Siyasî Partiler Hakkında

Times’in İstanbul yazarının yazılı sorularına verilen cevap. (Hâkimiyet-i Millîye)

-Bizde yürürlükte olan siyasî partiler sistemi karşısında ve Türkiye’yle karşılaştırarak Gazi’nin durumu nedir?

Millî egemenlik temeline dayanan ve özellikle Cumhuriyet yönetimine sahip bulunan ülkelerde, siyasî partilerin varlığı doğaldır. Türkiye Cumhuriyeti’nde de, bir diğerini denetleyici partiler kurulacağına kuşku yoktur.

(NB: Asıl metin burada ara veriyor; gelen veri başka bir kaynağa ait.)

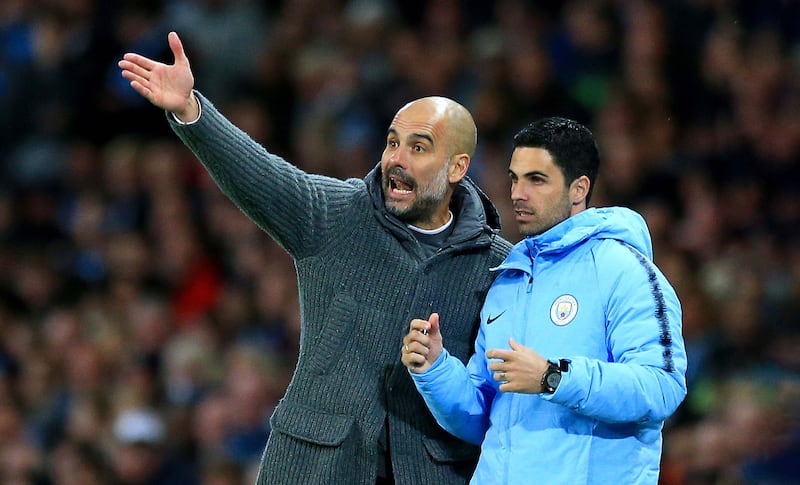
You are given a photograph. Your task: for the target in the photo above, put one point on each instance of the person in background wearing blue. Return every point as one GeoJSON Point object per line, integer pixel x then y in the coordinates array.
{"type": "Point", "coordinates": [579, 358]}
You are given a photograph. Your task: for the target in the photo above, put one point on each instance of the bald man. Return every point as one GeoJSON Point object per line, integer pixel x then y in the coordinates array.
{"type": "Point", "coordinates": [415, 235]}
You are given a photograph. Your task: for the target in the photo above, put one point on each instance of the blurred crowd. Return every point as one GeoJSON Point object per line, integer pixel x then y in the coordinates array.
{"type": "Point", "coordinates": [147, 328]}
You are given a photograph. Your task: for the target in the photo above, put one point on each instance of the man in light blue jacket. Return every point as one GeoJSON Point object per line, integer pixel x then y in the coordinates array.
{"type": "Point", "coordinates": [579, 358]}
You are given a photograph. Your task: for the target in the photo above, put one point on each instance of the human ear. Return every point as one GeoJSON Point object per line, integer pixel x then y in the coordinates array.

Bu doğal olan durum karşısında Gazi Paşa’nın da durumu doğal olmaktan başka bir şey olmayacaktır.

– Gazi, Cumhuriyet Halk Partisi’nin asıl başkanlığını şimdi de korumakta mıdır? Ve bunu korumayı düşünüyor mu?
– Gazi, Cumhuriyet Halk Partisi’nin Genel Başkanlığını şimdi de korumaktadır ve bunu koruyacaktır. Sadece, Cumhurbaşkanlığına seçildiğinden beri olduğu gibi, Cumhurbaşkanlığı görevinde kaldıkça partinin Genel Başkanlığı göreviyle kendisi uğraşmayacaktır. Bu görev, geçici olarak partinin diğer bir lideri tarafından yapılmaktadır.

Türkiye Cumhuriyeti anayasasına göre, Cumhurbaşkanı olan Gazi aynı zamanda milletvekilidir. Cumhurbaşkanlığı süresinin (Meclisin toplanmasıyla birlikte) sonunda partinin başında kendisi çalışacaktır.

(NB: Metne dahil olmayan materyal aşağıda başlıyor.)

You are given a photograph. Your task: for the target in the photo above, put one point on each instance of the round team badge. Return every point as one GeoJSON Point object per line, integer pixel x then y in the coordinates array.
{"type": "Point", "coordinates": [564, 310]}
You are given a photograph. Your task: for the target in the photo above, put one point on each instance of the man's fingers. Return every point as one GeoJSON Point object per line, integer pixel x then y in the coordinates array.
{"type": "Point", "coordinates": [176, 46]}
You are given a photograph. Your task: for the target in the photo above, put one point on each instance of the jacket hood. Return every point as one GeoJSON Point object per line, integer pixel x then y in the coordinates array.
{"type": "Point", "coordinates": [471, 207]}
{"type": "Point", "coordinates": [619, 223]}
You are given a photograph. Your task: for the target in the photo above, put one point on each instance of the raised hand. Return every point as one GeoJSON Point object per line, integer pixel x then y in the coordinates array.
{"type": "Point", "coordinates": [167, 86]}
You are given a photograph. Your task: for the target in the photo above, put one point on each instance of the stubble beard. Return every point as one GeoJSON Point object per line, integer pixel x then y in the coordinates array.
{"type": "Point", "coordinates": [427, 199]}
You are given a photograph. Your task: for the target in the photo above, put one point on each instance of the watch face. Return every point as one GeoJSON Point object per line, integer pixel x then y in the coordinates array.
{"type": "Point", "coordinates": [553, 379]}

– Gazi, Terakkîperver Cumhuriyet Partisi’ni gerçek yeni bir siyasî parti olarak kabul ediyor mu? Değilse, niçin değil?
– Türkiye’de yeni bir siyasî parti kuruluşu bazı yasal işlere bağlıdır ki, yeni parti bu yasal işleri yaptığından kurulmuş sayılır.
-Terakkîperver Partisi’nin programını nasıl buluyor? Özellikle, veto yetkisi ve kapatma yetkisi konusundaki düşünceleri din serbestliğinin, millî egemenliğin korunmasına ve bir baskı idaresinin varlığına ilişkin olan işaret ve dolaylı anlatımlar konusundaki düşünceleri nedir?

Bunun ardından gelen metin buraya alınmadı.